Today, the 41st Annual Protecting Our Children Conference started by welcoming over 1,800 advocates for Native children. The excitement to be together was clear.
Emcees Stephanie Weldon and Tessa Baldwin helped us start off the conference by introducing this year's theme, "Healing Our Spirits: Nurturing and Restoring Hope," and grounding us in the collective healing we know as Indigenous peoples. Through healing ourselves, we can stop the transmission of intergenerational trauma, help families heal together, and protect our children.
Yéil Koowú Shaawát, the Raven Tail Woman Program, was our first plenary panel which shared its expertise, stories, and experience in building and enhancing culturally based programs designed to strengthen community and family resilience. Leona Santiago, elder and advisor for the Tlingit and
Haida Tribal Family and Youth Services Department program, stated, “As a case manager or an ICWA worker, when you come to trainings like this you leave with healing. But the most powerful thing is when you heal on your own land. That’s powerful. That’s how we came up with Healing Village because a lot of us grew up in the village.”

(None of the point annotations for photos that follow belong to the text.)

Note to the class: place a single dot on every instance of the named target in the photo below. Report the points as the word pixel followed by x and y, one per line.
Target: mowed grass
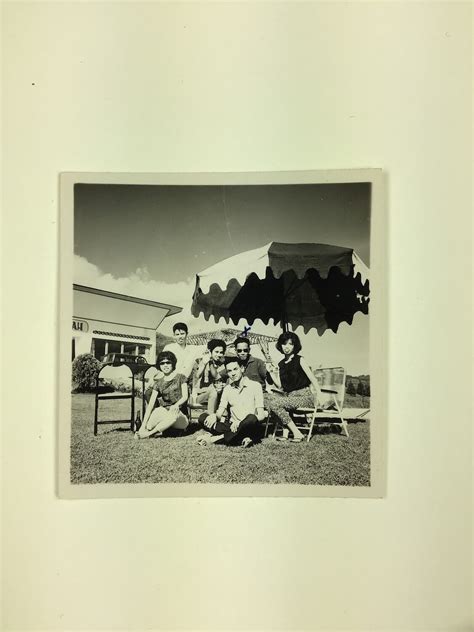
pixel 114 456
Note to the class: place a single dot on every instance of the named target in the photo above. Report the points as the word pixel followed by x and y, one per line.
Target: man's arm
pixel 223 405
pixel 258 402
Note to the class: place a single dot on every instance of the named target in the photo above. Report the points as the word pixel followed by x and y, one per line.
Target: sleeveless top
pixel 170 390
pixel 292 376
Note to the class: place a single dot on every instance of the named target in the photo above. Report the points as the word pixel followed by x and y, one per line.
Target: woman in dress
pixel 294 378
pixel 171 391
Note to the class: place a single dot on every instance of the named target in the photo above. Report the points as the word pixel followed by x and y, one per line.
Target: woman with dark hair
pixel 171 391
pixel 211 374
pixel 295 377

Our second plenary panel included a kinship navigator program, program evaluator, personal lived experience, and a representative from the Grandfamilies & Kinship Support Network: A National Technical Assistance Center. Georgie Makris, who shared her experience onstage being a grandmother raising her three grandchildren, said, “My grandchildren saved me as much as I saved them.” Cheryl Miller ended the panel by encouraging the audience to work together and said, "This work is not done alone. It takes a wraparound [approach]. You can do it."